USENIX Security2026
From Texts to Rules: Generating Sigma Rules with Large Language Models from Cyber Threat Reports
Yongxin Cai, Jing Qiu, Qingming Li, Du Cheng, Lei Chen
Abstract
Cyber Threat Reports (CTRs) deliver actionable intelligence essential for security systems detection rules. Large language models (LLMs) could serve as a bridge for CTRs-to-Rules translation through parsing and generation capabilities.
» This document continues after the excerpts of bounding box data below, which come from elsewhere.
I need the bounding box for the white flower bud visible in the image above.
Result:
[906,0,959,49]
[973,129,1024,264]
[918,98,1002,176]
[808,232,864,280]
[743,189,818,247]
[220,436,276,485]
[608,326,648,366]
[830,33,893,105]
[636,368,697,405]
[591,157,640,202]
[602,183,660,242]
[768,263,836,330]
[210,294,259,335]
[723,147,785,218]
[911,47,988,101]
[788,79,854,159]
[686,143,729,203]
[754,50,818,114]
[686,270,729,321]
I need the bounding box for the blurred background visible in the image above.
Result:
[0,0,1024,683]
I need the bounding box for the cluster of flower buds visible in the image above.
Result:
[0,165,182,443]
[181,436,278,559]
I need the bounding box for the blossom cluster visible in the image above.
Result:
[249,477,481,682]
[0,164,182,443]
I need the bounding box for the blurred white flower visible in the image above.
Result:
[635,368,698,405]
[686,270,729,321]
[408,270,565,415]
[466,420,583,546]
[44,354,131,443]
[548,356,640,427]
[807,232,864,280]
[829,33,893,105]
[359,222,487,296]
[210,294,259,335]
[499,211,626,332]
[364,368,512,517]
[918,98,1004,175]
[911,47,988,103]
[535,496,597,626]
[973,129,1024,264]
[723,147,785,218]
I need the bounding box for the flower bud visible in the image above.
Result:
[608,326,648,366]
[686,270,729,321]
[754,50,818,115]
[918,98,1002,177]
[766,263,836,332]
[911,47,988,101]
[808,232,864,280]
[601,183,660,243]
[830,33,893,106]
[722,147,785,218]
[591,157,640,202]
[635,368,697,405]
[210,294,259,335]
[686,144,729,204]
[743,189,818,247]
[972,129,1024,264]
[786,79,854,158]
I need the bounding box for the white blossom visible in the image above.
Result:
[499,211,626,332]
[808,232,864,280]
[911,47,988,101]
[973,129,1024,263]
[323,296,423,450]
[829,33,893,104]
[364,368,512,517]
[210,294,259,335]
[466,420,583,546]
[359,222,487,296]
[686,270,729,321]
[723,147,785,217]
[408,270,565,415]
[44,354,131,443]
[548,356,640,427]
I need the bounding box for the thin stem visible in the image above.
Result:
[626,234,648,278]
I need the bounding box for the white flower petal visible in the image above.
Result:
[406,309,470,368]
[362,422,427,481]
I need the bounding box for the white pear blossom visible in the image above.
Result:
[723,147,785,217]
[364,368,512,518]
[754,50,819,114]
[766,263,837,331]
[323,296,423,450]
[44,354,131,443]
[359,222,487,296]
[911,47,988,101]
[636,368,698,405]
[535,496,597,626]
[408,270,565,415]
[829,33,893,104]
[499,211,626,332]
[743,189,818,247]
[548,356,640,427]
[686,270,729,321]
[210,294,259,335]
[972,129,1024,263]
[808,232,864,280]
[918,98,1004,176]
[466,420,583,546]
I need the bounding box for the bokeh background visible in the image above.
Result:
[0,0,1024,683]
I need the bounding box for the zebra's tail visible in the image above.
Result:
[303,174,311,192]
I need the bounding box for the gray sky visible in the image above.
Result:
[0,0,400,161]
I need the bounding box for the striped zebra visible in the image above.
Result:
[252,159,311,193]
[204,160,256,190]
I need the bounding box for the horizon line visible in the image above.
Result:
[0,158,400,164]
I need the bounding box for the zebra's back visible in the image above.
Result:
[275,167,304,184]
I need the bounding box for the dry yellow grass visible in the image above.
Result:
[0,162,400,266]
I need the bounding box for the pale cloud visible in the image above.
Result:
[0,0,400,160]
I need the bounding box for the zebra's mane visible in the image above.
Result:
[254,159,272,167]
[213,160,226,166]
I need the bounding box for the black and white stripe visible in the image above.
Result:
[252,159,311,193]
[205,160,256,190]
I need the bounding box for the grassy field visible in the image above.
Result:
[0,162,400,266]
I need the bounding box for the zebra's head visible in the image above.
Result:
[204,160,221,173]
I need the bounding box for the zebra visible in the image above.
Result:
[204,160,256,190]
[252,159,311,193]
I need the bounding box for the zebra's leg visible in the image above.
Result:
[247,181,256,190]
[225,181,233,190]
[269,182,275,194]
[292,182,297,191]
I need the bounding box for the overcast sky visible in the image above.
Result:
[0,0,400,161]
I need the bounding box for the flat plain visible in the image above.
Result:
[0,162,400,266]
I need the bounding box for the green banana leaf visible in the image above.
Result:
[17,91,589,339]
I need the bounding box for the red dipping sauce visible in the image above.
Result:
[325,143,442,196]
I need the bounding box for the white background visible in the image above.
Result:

However, the semantic disconnect and domain-specific constraints between high-level abstractions in CTRs and low-level machine semantics in rules fundamentally impede accurate detection rules generation. In this paper, we demonstrate that shell commands in CTRs can be effectively converted into Sigma detection rules for security systems. To this end, we propose SIGMERGE, an end-to-end framework that generates Sigma rules from texts of CTRs by constructing a semantic intermediate layer as a bridge. The SIGMERGE framework hierarchically organizes three modules by descending semantic levels: (1) The Information extraction module, high-level, utilizes a multi-subsequence algorithm and a fine-tuned domain-specific LLM, enabling accurate MITRE ATT&CK tactics, techniques, and procedures (TTPs) and command extractions; (2) The Attack description generation module, intermediate-level, employs preference optimization tuning with closed-loop self-validation to mitigate the semantic disconnect; (3) The Sigma rule generation module, machine-level, leverages a parameter-optimized retrieval algorithm to address domain-specific constraints. We constructed 7 datasets for training and conducted extensive experiments. To validate SIGMERGE, we evaluated it using 23 metrics against 16 baselines and 13 LLMs, and conducted 10 case studies integrated with real security systems to demonstrate both effectiveness and efficiency. Moreover, SIGMERGE has already contributed 4 novel Sigma rules to the official repository, all of which have been formally accepted.